At times, appealing to people's feelings of deficiency or fear is warranted. For instance, the macabre 'Grim Reaper' advertising campaign of the late 80s is acknowledged as being a success in helping reduce the spread of HIV.
In her book Clout Colleen Jones suggests that framing content in the negative should be done carefully, and probably only for information that "deserves urgent attention and a strong response." The risk of HIV deserves urgent attention.
For less serious issues, framing statements in terms of what people stand to gain is often a better approach. It empowers and inspires readers and also frames you and your business as problem-solvers.
What is most important?
One of the principles that guides the creation of effective websites is making important information clear and easy to find. Website visitors get confused when all the content on a page looks important−when everything is bold, flashing, and vying for attention.

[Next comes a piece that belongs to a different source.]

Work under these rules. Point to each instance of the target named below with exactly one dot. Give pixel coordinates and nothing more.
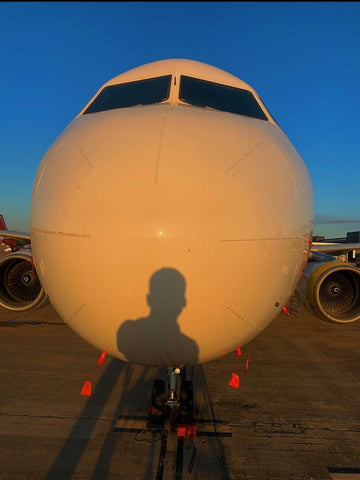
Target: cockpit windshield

The same concept rings true in writing. Overuse the tactic of telling people how much they'll miss out or fall behind and they won't realise when you're sharing truly startling insights. Take the advice of the late, great and understated Richie Benaud who warns against sensationalism in his eight rules of commentary.
"The Titanic was a tragedy, the Ethiopian drought a disaster, and neither bears any relation to a dropped catch."- Richie Benaud.
You can add emphasis without adding drama and negativity. For instance, you could include a real-life success story of how a customer overcame a problem to make your point more influential. The effect will be more interested readers and greater credibility.
Be a trusted advisor
Trusted advisors are up-front but realistic about risks or problems. They communicate in ways that guide, encourage and bolster, and use provocative language and negative framing sparingly to really drive home important messages.
I was grateful to be reminded by my client that great content should not alarm or discourage readers. Earning readers' respect and trust through writing on blogs, websites and social channels requires taking an honest, measured and positive approach to helping them.